Goral Joanna, Choudhry Mashkoor A, Kovacs Elizabeth J
Department of Cell Biology, Loyola University Medical Center, Maywood, IL 60153, USA.
J Leukoc Biol. 2004 Mar;75(3):553-9. doi: 10.1189/jlb.0703350. Epub 2003 Nov 21.

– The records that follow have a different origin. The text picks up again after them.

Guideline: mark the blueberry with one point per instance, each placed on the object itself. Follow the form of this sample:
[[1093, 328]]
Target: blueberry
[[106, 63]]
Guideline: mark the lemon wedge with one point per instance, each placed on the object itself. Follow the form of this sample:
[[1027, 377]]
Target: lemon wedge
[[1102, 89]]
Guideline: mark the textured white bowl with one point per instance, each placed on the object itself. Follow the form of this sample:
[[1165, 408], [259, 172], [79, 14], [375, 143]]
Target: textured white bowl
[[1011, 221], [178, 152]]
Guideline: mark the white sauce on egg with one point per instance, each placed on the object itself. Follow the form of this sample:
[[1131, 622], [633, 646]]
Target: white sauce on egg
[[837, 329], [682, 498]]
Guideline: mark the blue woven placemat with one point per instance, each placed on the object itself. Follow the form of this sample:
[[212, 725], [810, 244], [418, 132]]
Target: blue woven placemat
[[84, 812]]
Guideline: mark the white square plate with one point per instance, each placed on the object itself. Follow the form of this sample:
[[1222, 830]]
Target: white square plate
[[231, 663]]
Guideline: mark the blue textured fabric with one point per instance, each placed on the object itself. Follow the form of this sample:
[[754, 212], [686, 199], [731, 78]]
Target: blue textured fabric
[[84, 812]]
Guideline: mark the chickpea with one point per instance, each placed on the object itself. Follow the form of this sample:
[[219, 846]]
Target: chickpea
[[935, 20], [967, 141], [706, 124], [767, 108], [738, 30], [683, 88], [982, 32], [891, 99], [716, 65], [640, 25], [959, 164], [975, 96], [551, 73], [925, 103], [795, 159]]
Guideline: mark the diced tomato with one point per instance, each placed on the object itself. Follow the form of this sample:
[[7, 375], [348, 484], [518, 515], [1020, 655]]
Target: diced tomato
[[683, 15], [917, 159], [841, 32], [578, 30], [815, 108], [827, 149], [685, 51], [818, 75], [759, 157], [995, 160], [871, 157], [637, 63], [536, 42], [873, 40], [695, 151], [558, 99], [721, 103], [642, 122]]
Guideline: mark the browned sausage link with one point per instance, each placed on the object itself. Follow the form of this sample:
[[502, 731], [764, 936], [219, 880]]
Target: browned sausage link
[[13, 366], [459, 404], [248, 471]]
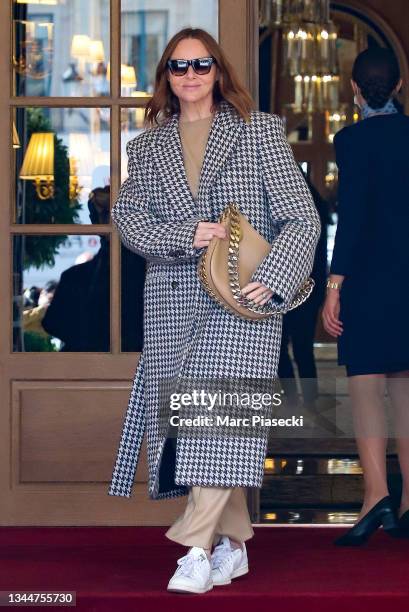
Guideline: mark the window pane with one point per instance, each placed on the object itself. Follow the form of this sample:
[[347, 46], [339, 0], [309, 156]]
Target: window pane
[[146, 31], [61, 293], [62, 162], [61, 47]]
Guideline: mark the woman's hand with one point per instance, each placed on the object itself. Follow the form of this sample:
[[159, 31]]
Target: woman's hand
[[330, 313], [205, 231], [255, 290]]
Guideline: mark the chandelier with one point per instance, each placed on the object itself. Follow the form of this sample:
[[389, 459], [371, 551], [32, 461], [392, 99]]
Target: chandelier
[[309, 50]]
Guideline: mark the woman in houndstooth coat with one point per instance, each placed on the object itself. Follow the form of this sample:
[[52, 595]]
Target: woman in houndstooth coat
[[247, 160]]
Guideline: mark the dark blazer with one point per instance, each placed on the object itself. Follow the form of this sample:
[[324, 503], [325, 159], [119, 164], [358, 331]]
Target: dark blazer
[[371, 244]]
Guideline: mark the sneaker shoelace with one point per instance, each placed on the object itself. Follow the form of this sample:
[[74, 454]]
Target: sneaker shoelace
[[186, 565], [220, 554]]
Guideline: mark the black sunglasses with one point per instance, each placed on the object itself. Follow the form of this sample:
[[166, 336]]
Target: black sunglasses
[[201, 65]]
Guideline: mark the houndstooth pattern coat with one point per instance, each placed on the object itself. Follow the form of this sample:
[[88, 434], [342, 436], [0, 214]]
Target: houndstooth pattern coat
[[185, 331]]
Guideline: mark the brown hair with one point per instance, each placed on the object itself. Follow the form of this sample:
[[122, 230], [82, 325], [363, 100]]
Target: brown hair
[[227, 87]]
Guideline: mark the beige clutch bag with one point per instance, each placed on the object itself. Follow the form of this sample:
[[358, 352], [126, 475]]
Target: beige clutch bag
[[227, 265]]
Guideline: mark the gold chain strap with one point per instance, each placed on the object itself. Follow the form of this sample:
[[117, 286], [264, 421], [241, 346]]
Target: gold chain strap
[[236, 234]]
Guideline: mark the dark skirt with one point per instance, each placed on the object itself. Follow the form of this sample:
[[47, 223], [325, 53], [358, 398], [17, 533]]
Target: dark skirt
[[374, 313]]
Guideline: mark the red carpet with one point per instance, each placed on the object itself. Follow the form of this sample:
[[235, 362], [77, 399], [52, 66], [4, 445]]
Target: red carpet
[[292, 569]]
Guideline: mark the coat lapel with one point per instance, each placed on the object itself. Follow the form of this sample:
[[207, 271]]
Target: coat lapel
[[168, 158]]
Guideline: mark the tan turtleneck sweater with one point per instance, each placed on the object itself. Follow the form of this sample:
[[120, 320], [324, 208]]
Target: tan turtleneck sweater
[[193, 136]]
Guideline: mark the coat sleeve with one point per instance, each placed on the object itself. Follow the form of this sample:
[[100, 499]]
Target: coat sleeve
[[292, 208], [140, 230], [353, 201]]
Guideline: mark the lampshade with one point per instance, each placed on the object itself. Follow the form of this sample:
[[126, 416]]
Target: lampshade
[[39, 156], [49, 2], [96, 51], [128, 75], [80, 46]]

Acute ethanol consumption has been linked to an increase in infectious complications in trauma and burn patients. Ethanol modifies production of a variety of macrophage-derived immunoregulatory mediators. Lipopolysaccharide (LPS), a potent stimulator of inflammatory responses in macrophages, activates several intracellular signaling pathways, including mitogen-activated protein kinases (MAPK). In the current study, we investigated the effect of acute ethanol exposure on in vivo activation of p38 and extracellularly regulated kinases 1 and 2 (ERK1/2) MAPK in murine macrophages and the corresponding, LPS-stimulated interleukin (IL)-6 production. We demonstrated that a single dose of ethanol transiently down-regulated p38 and ERK1/2 activation levels (3-24 h after treatment) and impaired IL-6 synthesis. Ethanol-related reduction in IL-6 production was not further affected by the presence of inhibitors of p38 and ERK1/2 (SB 202190 and PD 98059, respectively). These results demonstrate that acute ethanol exposure can impair macrophage IL-6 production and indicate that this effect may result from ethanol-induced alterations in intracellular signaling through p38 and ERK1/2.
急性乙醇摄入与创伤和烧伤患者感染并发症的增加有关。乙醇会改变多种巨噬细胞衍生的免疫调节介质的产生。脂多糖(LPS)是巨噬细胞中炎症反应的有效刺激物,可激活多种细胞内信号通路,包括丝裂原活化蛋白激酶(MAPK)。在本研究中,我们调查了急性乙醇暴露对小鼠巨噬细胞中p38以及细胞外调节激酶1和2(ERK1/2)MAPK体内激活的影响,以及相应的LPS刺激的白细胞介素(IL)-6产生。我们证明,单剂量乙醇可短暂下调p38和ERK1/2的激活水平(治疗后3-24小时),并损害IL-6合成。p38和ERK1/2抑制剂(分别为SB 202190和PD 98059)的存在并未进一步影响乙醇相关的IL-6产生减少。这些结果表明,急性乙醇暴露可损害巨噬细胞IL-6的产生,并表明这种效应可能是由乙醇诱导的通过p38和ERK1/2的细胞内信号改变所致。